Constructing a knowledge graph of geological hazards literature can facilitate the reuse of geological hazards literature and provide a reference for geological hazard governance. Named entity recognition (NER), as a core technology for constructing a geological hazard knowledge graph, has to face the challenges that named entities in geological hazard literature are diverse in form, ambiguous in semantics, and uncertain in context. This can introduce difficulties in designing practical features during the NER classification. To address the above problem, this paper proposes a deep learning-based NER model; namely, the deep, multi-branch BiGRU-CRF model, which combines a multi-branch bidirectional gated recurrent unit (BiGRU) layer and a conditional random field (CRF) model. In an end-to-end and supervised process, the proposed model automatically learns and transforms features by a multi-branch bidirectional GRU layer and enhances the output with a CRF layer.

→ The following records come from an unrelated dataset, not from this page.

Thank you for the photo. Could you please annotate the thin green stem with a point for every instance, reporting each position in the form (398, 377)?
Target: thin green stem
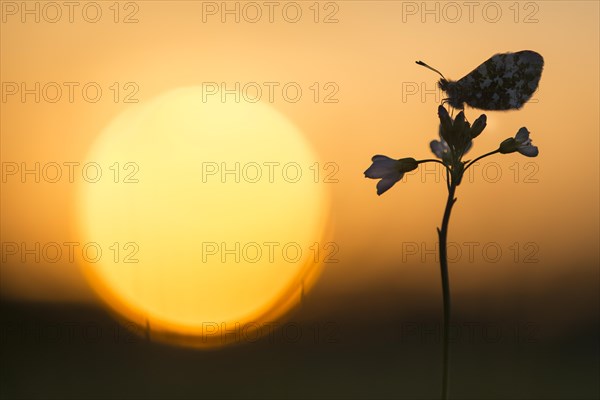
(480, 157)
(443, 235)
(432, 160)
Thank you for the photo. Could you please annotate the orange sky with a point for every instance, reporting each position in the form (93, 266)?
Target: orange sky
(369, 56)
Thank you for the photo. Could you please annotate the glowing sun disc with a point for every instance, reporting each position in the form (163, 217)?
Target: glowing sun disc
(208, 216)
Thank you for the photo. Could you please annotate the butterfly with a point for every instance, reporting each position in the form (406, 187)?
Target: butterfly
(506, 81)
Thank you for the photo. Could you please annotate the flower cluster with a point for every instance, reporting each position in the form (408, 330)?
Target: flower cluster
(456, 139)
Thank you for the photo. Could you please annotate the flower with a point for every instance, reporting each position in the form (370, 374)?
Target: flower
(520, 143)
(389, 171)
(458, 133)
(442, 151)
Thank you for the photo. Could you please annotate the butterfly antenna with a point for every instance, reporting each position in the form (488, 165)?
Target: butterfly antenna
(421, 63)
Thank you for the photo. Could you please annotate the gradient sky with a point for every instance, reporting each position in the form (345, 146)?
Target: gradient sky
(369, 54)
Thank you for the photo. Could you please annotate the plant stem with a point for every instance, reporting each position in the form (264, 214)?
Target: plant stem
(443, 234)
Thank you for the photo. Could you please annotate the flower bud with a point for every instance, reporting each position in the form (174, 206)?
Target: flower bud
(478, 126)
(509, 145)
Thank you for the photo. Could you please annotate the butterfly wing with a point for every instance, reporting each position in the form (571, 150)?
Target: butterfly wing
(504, 82)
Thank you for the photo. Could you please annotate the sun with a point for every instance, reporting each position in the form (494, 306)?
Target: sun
(207, 220)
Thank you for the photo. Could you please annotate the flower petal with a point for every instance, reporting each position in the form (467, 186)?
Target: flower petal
(522, 135)
(386, 183)
(529, 151)
(437, 148)
(382, 167)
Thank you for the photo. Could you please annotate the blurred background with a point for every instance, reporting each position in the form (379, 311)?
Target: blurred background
(524, 232)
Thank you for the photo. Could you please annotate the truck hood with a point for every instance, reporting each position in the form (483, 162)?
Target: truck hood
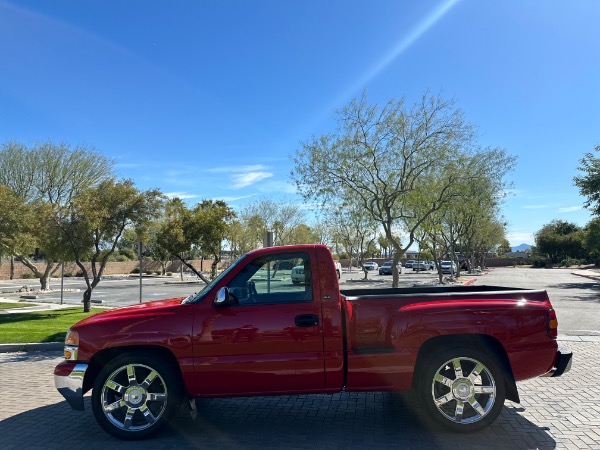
(154, 309)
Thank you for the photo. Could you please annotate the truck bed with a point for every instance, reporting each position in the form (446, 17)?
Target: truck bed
(435, 291)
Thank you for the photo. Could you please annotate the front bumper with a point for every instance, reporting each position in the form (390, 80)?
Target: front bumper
(68, 379)
(562, 363)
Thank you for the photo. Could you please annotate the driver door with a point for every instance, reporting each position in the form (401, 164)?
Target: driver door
(271, 340)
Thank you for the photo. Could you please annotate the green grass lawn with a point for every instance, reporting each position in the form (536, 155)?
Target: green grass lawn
(40, 326)
(14, 305)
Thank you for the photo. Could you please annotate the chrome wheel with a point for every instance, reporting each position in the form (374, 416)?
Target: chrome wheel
(134, 397)
(463, 390)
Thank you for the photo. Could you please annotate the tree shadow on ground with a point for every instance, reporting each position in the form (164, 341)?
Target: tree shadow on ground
(345, 420)
(586, 291)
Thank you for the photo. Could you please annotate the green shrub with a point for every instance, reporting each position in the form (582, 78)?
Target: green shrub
(572, 262)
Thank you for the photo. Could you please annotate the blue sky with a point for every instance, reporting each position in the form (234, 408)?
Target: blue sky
(208, 99)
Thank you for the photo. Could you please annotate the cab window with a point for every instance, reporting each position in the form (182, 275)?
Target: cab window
(281, 278)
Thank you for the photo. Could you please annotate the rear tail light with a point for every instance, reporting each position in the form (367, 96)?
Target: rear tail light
(551, 324)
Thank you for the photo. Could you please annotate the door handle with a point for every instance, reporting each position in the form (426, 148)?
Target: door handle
(307, 320)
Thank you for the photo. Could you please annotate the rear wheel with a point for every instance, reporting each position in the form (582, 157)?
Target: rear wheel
(135, 395)
(461, 389)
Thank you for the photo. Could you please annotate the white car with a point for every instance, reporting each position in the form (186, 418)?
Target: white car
(448, 267)
(370, 265)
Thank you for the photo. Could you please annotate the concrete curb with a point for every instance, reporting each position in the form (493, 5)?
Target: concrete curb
(469, 282)
(32, 347)
(591, 277)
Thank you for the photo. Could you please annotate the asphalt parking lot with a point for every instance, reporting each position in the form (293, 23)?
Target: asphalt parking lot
(561, 412)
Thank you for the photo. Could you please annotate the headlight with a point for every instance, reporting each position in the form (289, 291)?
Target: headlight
(71, 345)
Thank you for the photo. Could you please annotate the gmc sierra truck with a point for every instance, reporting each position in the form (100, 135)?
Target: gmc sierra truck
(252, 331)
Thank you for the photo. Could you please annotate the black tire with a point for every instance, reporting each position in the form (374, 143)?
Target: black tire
(461, 389)
(135, 395)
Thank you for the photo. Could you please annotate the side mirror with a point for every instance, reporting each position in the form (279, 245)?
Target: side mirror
(223, 298)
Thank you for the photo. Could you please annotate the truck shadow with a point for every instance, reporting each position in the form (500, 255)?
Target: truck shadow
(345, 420)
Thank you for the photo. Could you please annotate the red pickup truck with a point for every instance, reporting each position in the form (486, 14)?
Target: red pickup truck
(252, 331)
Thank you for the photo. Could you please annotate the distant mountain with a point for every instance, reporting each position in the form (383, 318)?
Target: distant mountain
(521, 248)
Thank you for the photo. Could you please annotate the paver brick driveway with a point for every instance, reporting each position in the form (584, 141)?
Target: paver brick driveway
(562, 412)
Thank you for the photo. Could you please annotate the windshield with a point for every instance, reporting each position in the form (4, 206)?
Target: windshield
(197, 298)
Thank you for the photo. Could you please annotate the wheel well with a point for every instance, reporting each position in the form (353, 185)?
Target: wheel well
(101, 358)
(482, 342)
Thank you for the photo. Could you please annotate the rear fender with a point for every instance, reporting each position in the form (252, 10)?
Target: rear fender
(478, 341)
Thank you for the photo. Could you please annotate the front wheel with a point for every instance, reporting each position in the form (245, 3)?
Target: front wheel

Besides the deep, multi-branch BiGRU-CRF model, we also proposed a pattern-based corpus construction method to construct the corpus needed for the deep, multi-branch BiGRU-CRF model. Experimental results indicated the proposed deep, multi-branch BiGRU-CRF model outperformed state-of-the-art models. The proposed deep, multi-branch BiGRU-CRF model constructed a large-scale geological hazard literature knowledge graph containing 34,457 entities nodes and 84,561 relations.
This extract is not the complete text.